HK marchers appeal for end to violence

HK marchers appeal for end to violence

Pro-government groups rally a day before planned renewal of protests as police raid explosives lab

A pro-China supporter waves a Chinese national flag during a counter-rally in support of the police in Hong Kong on Saturday. (AP Photo)
A pro-China supporter waves a Chinese national flag during a counter-rally in support of the police in Hong Kong on Saturday. (AP Photo)

HONG KONG: Thousands gathered in Hong Kong on Saturday for a pro-government rally to call for an end to violence, after a wave of protests against an extradition bill triggered clashes between police and activists and plunged the territory into crisis.

The rally comes a day ahead of yet another mass protest planned against the government and its handling of the now-suspended extradition bill that would have allowed people in Hong Kong to be sent to mainland China for trial.

Tensions have risen in the wake of reports that a police raid had uncovered a homemade-explosives manufacturing lab in the semi-autonomous Chinese territory.

Local media reported on Saturday that police who conducted the raid also found banners against the extradition bill, but police said they had not established a link to any protests planned for Sunday.

Police said they found about two kilogrammes of triacetone triperoxide (TATP), a homemade explosive they described as very unstable and extremely powerful.

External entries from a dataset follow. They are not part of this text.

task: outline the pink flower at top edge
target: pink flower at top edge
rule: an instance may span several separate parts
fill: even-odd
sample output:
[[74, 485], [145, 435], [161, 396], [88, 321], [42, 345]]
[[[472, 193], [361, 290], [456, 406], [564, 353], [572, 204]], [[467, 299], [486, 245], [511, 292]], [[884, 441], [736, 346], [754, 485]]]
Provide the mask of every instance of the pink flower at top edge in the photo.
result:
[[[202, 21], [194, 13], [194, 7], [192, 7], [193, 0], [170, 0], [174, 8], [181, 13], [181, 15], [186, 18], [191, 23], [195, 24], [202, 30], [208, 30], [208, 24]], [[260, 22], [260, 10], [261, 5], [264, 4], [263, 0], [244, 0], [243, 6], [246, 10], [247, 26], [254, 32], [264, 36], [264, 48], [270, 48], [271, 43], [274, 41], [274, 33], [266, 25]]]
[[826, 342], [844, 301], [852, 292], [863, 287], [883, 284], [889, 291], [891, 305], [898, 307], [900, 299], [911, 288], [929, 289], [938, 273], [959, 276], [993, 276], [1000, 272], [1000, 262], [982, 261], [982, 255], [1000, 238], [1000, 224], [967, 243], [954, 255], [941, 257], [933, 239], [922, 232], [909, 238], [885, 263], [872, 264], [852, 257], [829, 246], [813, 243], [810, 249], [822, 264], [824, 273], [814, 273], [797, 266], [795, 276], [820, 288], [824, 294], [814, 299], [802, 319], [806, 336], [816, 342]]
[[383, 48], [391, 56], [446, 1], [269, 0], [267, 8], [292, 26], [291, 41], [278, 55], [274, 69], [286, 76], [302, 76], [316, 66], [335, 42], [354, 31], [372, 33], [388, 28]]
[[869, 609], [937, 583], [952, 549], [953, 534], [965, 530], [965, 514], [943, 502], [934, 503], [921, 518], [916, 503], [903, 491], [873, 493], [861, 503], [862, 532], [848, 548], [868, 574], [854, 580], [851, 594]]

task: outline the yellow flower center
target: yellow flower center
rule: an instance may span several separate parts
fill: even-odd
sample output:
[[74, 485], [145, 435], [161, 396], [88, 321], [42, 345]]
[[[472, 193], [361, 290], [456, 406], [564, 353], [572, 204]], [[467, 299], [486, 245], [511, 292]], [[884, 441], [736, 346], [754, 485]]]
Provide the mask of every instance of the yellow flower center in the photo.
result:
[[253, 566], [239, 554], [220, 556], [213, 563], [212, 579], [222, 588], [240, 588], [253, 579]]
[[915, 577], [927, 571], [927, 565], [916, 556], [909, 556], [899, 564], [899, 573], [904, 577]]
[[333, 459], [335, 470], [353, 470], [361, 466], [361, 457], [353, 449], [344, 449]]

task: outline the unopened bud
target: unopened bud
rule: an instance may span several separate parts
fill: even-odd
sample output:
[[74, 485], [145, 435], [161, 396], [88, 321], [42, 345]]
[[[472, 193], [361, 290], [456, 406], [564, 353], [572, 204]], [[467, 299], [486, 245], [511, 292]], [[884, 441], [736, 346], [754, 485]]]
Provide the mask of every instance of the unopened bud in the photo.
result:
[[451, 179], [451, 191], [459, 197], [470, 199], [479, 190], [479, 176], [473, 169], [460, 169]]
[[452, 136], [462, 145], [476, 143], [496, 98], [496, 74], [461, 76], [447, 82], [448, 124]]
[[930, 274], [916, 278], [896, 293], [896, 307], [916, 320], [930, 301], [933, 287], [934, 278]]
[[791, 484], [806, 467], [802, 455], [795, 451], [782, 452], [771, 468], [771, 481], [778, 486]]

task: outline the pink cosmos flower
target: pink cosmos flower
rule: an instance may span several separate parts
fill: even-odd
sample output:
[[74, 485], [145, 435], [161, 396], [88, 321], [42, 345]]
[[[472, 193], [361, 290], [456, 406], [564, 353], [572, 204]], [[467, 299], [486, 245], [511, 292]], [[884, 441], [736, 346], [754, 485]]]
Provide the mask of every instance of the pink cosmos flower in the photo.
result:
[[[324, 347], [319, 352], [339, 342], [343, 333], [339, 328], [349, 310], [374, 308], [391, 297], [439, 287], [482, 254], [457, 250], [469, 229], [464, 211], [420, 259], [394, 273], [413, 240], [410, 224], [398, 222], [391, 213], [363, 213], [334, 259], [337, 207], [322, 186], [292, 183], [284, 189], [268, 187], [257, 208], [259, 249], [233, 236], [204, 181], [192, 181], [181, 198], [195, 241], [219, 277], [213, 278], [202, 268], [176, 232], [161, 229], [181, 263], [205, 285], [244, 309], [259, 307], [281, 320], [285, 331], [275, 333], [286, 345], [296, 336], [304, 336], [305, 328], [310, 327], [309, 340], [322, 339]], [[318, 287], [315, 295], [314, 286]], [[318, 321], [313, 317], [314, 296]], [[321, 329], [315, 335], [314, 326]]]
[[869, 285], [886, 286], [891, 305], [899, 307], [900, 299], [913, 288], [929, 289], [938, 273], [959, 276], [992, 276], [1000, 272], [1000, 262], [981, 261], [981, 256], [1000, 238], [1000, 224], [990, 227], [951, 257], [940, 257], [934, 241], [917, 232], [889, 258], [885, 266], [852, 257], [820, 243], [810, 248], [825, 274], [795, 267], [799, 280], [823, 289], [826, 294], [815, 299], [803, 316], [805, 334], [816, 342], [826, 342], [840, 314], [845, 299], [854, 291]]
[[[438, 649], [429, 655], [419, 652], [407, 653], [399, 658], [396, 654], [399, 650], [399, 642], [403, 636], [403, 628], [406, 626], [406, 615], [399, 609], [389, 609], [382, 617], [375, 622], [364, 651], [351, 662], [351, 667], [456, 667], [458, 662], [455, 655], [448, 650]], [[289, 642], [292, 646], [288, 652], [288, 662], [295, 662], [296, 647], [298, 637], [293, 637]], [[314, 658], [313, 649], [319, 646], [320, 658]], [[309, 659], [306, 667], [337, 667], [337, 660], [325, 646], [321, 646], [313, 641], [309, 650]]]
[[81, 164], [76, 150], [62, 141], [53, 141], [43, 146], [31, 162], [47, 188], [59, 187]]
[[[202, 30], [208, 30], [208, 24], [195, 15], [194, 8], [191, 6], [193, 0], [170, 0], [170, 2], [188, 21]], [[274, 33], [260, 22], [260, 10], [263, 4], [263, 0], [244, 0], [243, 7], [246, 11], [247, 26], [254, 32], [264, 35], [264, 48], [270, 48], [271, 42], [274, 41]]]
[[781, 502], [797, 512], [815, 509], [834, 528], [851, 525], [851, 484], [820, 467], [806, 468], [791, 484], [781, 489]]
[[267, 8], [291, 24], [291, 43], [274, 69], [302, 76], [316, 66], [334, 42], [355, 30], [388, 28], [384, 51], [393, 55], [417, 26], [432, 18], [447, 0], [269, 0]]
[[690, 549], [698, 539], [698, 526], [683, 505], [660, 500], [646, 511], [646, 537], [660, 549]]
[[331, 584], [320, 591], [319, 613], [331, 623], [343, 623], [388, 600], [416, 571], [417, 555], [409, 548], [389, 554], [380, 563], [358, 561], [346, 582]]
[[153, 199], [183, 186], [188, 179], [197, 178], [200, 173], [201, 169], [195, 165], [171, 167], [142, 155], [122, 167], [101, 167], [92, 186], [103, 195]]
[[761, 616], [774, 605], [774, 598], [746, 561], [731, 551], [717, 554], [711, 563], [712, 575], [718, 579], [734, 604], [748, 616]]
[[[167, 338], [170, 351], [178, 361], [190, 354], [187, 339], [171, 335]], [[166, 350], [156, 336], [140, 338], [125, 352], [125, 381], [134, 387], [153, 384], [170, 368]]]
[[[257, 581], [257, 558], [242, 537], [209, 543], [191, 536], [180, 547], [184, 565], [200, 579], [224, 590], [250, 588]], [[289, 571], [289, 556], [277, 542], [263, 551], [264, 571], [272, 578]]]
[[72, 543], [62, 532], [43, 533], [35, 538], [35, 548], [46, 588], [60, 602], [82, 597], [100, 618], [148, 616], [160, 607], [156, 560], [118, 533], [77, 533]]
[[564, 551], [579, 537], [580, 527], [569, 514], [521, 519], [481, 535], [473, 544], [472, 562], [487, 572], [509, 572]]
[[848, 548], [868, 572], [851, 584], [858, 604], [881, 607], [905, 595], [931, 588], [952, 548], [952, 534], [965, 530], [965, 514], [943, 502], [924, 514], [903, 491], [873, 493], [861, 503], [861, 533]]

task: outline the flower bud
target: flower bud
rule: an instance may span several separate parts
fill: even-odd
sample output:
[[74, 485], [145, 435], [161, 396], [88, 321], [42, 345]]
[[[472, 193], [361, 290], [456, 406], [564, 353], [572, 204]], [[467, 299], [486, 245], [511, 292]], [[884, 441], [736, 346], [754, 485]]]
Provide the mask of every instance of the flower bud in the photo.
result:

One kilogramme was detonated Saturday 

The public broadcaster RTHK said a 27-year-old man was arrested. Police said more arrests may follow.

Police have erected huge barricades near government headquarters in preparation for Sunday’s march.

Hong Kong’s embattled leader, Carrie Lam, has apologised for the turmoil the bill has caused and declared it “dead”, but opponents say nothing short of its full withdrawal will do.

The pro-government demonstrators, mostly middle-aged or older, braved heavy rain and thunderstorms to gather at Tamar Park, next to the Legislative Council which protesters stormed and raided on July 1 — the 22nd anniversary of Hong Kong’s handover from British to Chinese rule.

“Violence is intolerant. We are distressed about our home and we should absolutely stand out to support Hong Kong police, to maintain stability and rule of law in the society,” said Tsol Pui, 85, president of Hong Kong Veterans’ Home.

Two initially peaceful protests last weekend degenerated into running skirmishes between baton-wielding riot police and activists, resulting in scores of injuries and more than 40 arrests.

The fights followed larger outbreaks of violence between police and protesters in Central last month, with police forcing back activists with tear gas, rubber bullets and beanbag rounds.

Activists and human rights groups have called for an independent investigation into what they describe as excessive use of force by police.

The protesters are also demanding the word “riot” be withdrawn from the government’s description of demonstrations and the unconditional release of those arrested.

What started as protests over the extradition bill has now morphed into demands for greater democracy, the resignation of Lam, and even curbing the number of mainland Chinese tourists to Hong Kong.

Under the terms of the handover from Britain in 1997, Hong Kong was allowed to retain extensive freedoms not enjoyed on the mainland under a “one country, two systems” formula, including an independent judiciary and right to protest.

But for many Hong Kong residents, the extradition bill is the latest step in a relentless march toward mainland control.

Other anti-government protests are planned over coming weekends in areas including Mong Kok, a gritty working-class district across the harbour from the financial centre, and in Tseung Kwan O and Sham Shui Po, one of the city’s poorest areas.

Opponents of the extradition bill fear it would leave Hong Kong people at the mercy of Chinese courts, where human rights are not guaranteed, and have voiced concerns over the city’s much-cherished rule of law.